Il federalismo fiscale può rischiare di diventare assistenzialismo
24 Luglio 2008
La legislatura del quarto governo Berlusconi va avanti e con essa, anche le riforme. Anche il federalismo fiscale, tanto caro alla Lega, continua la sua corsa ed il suo portavoce principale, il ministro per la Semplificazione normativa Roberto Calderoli, ha già tracciato una road map.
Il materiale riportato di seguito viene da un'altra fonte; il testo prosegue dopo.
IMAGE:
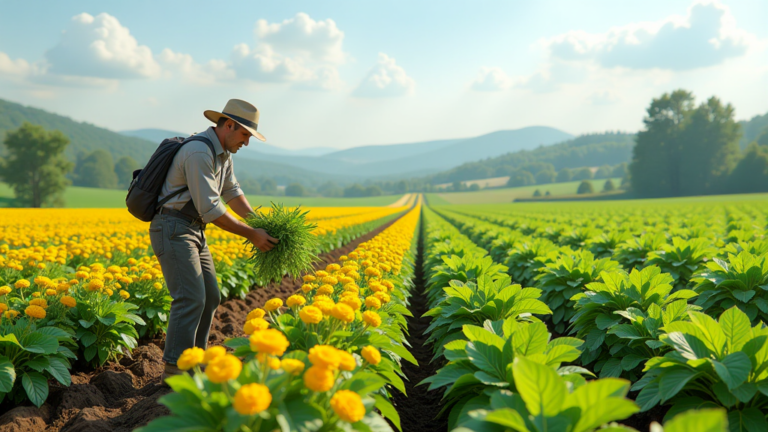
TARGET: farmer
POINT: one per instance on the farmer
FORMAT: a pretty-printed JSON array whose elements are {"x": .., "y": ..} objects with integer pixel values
[{"x": 177, "y": 232}]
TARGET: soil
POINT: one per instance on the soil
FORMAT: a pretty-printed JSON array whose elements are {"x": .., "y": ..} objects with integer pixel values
[
  {"x": 122, "y": 396},
  {"x": 419, "y": 408}
]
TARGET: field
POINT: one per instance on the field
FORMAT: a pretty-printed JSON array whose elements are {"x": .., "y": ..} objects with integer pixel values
[
  {"x": 500, "y": 314},
  {"x": 507, "y": 195},
  {"x": 81, "y": 197}
]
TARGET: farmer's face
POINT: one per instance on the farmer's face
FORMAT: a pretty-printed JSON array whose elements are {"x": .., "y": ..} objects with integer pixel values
[{"x": 235, "y": 137}]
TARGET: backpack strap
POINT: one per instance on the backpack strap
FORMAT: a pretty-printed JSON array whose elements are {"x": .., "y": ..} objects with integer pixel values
[{"x": 162, "y": 202}]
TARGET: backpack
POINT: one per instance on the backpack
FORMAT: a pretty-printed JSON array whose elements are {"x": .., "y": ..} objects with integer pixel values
[{"x": 147, "y": 184}]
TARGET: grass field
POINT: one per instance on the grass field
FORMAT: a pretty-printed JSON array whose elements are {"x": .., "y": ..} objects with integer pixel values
[
  {"x": 80, "y": 197},
  {"x": 505, "y": 195}
]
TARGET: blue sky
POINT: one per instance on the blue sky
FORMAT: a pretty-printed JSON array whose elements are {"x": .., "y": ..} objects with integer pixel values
[{"x": 347, "y": 73}]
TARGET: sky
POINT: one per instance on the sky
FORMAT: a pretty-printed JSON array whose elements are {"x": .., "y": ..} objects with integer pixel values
[{"x": 349, "y": 73}]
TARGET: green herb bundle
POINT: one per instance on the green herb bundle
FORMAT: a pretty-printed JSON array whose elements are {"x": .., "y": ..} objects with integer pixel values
[{"x": 295, "y": 251}]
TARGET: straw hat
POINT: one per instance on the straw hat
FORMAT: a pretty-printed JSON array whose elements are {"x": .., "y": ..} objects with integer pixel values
[{"x": 240, "y": 111}]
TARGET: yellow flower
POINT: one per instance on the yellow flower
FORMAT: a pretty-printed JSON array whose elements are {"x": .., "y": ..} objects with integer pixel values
[
  {"x": 372, "y": 303},
  {"x": 371, "y": 355},
  {"x": 95, "y": 284},
  {"x": 343, "y": 313},
  {"x": 190, "y": 358},
  {"x": 292, "y": 366},
  {"x": 223, "y": 369},
  {"x": 372, "y": 318},
  {"x": 212, "y": 353},
  {"x": 35, "y": 312},
  {"x": 39, "y": 302},
  {"x": 352, "y": 301},
  {"x": 347, "y": 362},
  {"x": 325, "y": 290},
  {"x": 252, "y": 399},
  {"x": 269, "y": 341},
  {"x": 295, "y": 300},
  {"x": 68, "y": 301},
  {"x": 325, "y": 356},
  {"x": 310, "y": 315},
  {"x": 273, "y": 304},
  {"x": 274, "y": 363},
  {"x": 256, "y": 313},
  {"x": 254, "y": 325},
  {"x": 319, "y": 379},
  {"x": 348, "y": 406}
]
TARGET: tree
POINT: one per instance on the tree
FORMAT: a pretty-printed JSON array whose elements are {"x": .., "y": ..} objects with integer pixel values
[
  {"x": 521, "y": 178},
  {"x": 684, "y": 150},
  {"x": 294, "y": 189},
  {"x": 124, "y": 169},
  {"x": 545, "y": 177},
  {"x": 96, "y": 170},
  {"x": 564, "y": 175},
  {"x": 751, "y": 173},
  {"x": 585, "y": 187},
  {"x": 35, "y": 166}
]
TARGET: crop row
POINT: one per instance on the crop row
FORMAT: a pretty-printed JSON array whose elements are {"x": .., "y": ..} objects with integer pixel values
[
  {"x": 324, "y": 360},
  {"x": 683, "y": 343},
  {"x": 82, "y": 284}
]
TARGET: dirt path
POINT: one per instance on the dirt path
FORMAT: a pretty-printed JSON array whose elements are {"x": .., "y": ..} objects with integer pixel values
[
  {"x": 419, "y": 408},
  {"x": 120, "y": 397}
]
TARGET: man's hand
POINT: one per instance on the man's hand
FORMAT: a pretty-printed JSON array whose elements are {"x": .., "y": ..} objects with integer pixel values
[{"x": 262, "y": 240}]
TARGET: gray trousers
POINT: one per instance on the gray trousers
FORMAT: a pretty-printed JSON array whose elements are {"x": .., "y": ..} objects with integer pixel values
[{"x": 188, "y": 269}]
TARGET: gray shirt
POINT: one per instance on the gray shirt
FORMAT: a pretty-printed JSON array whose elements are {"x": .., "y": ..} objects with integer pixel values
[{"x": 193, "y": 166}]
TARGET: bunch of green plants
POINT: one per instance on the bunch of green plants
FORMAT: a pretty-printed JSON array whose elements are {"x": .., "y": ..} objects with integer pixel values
[
  {"x": 105, "y": 328},
  {"x": 567, "y": 276},
  {"x": 30, "y": 355},
  {"x": 713, "y": 363},
  {"x": 546, "y": 401},
  {"x": 622, "y": 316},
  {"x": 482, "y": 361},
  {"x": 683, "y": 258},
  {"x": 488, "y": 298},
  {"x": 741, "y": 281},
  {"x": 295, "y": 251}
]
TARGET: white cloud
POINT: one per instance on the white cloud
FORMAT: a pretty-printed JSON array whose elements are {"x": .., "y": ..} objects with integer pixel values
[
  {"x": 706, "y": 36},
  {"x": 185, "y": 66},
  {"x": 491, "y": 79},
  {"x": 386, "y": 79},
  {"x": 100, "y": 47},
  {"x": 320, "y": 41}
]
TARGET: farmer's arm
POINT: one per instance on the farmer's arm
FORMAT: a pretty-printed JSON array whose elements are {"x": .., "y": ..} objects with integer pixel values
[{"x": 198, "y": 169}]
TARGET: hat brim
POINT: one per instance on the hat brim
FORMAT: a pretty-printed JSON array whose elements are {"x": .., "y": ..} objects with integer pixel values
[{"x": 214, "y": 116}]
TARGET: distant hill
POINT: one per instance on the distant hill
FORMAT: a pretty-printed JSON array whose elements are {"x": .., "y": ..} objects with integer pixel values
[
  {"x": 84, "y": 137},
  {"x": 610, "y": 148}
]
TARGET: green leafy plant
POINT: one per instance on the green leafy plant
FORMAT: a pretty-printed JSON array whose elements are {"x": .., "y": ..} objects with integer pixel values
[
  {"x": 742, "y": 281},
  {"x": 104, "y": 327},
  {"x": 562, "y": 279},
  {"x": 621, "y": 318},
  {"x": 482, "y": 361},
  {"x": 682, "y": 258},
  {"x": 29, "y": 357},
  {"x": 295, "y": 251},
  {"x": 488, "y": 298},
  {"x": 545, "y": 401},
  {"x": 712, "y": 364}
]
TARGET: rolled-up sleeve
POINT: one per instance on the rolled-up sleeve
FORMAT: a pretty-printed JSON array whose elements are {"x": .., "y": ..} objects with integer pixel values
[
  {"x": 231, "y": 188},
  {"x": 198, "y": 169}
]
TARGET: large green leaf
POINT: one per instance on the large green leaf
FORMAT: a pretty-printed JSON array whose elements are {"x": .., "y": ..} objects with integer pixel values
[
  {"x": 36, "y": 386},
  {"x": 540, "y": 387}
]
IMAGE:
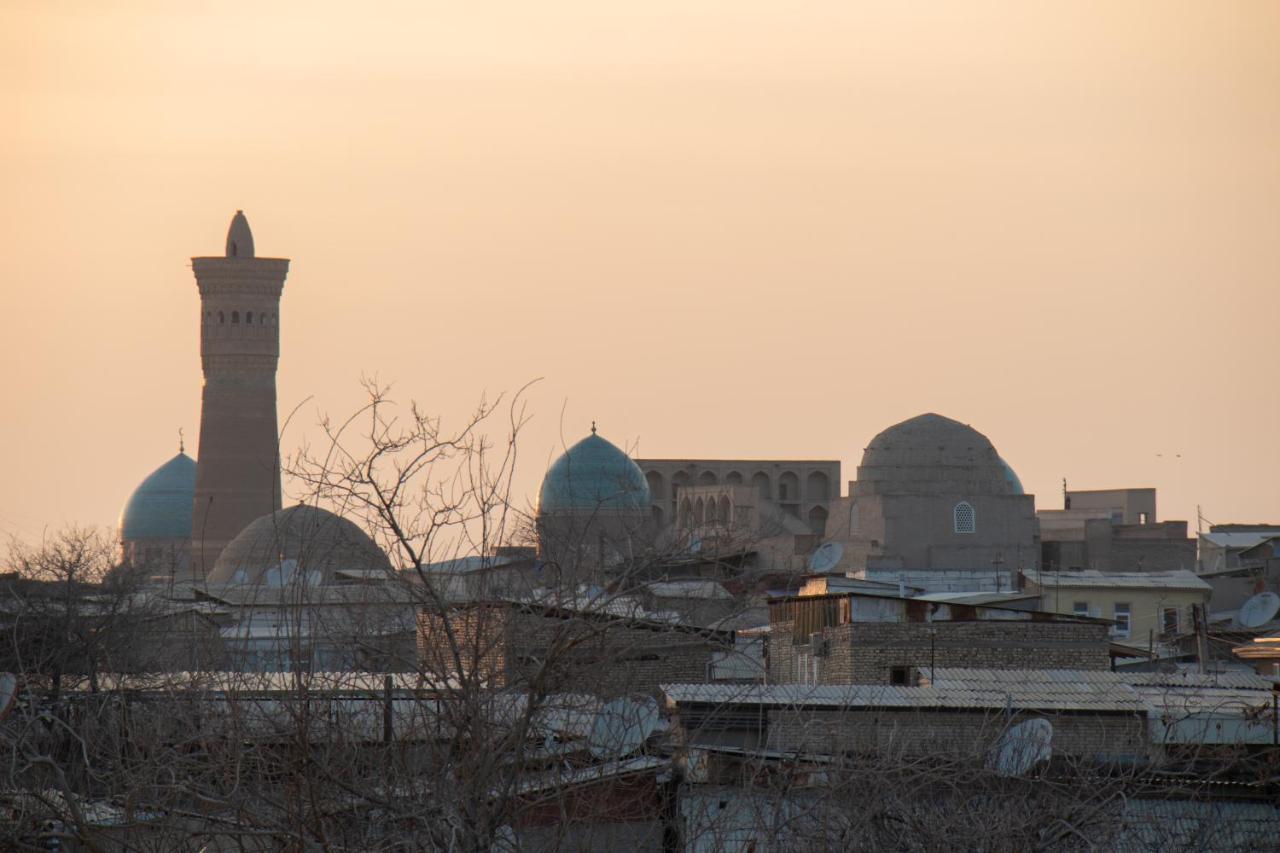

L’obiettivo è rendere effettivo l’art.119 della Costituzione che prevede che "I Comuni, le Province, le città metropolitane e le Regioni hanno autonomia finanziaria di entrata e di spesa". L’iter normativo tracciato dal ministro vede il varo di un disegno di legge entro il prossimo settembre, collegato alla Legge finanziaria, per poi approvarlo entro il 31 dicembre. Dopo di che l’attuazione avverà tramite decreti legislativi, per rendere più veloce il trasferimento dei poteri dallo Stato agli enti locali. E proprio quest’ultimi stanno contribuendo a rendere possibile la via del federalismo fiscale, in concertazione con il Governo. Infatti, nella giornata di domani, Calderoli presenterà una prima bozza del ddl ai presidenti delle Regioni, i quali forniranno il loro contributo alla presentazione dello stesso alle Camere.
Le misure anticipate dal ministro riguardano il decentramento e l’autonomia di Comuni, Province e Regioni nella riscossione dei tributi, che potranno essere utilizzati come meglio ritengono gli stessi enti. Inoltre, sarà presumibilmente rivisto l’apparato tributario concernente Irap, Irpef ed Iva, in merito ai livelli di conpartecipazione delle Regioni. Ma queste misure non sono solamente una proposta di un esponente politico, bensì una norma costituzionale. Si, perché leggendo con attenzione l’art.119 della Costituzione un paio di domande è lecito porsele. Innanzitutto, ci si rende conto che il federalismo fiscale non è un sogno, ma una realtà. L’autonomia in materia tributaria (ma non solo) è sancita direttamente dalla nostra fonte normativa più elevata. La mancata attuazione della stessa è un paradosso, attualmente. Qualcuno potrebbe obiettare che il divario fra il Nord ed il Mezzogiorno non è stato ancora colmato, ma la Costituzione ha pensato anche a questo, normando l’introduzione di un fondo c.d. perequativo che ha proprio lo scopo di limare le differenze fra Regioni. L’unica preoccupazione è che il «federalismo solidale», com’è stato ribattezzato, non si trasformi in mero assistenzialismo. Lo stesso assistenzialismo criticato da Milton Friedman, prima, ed Antonio Martino, dopo.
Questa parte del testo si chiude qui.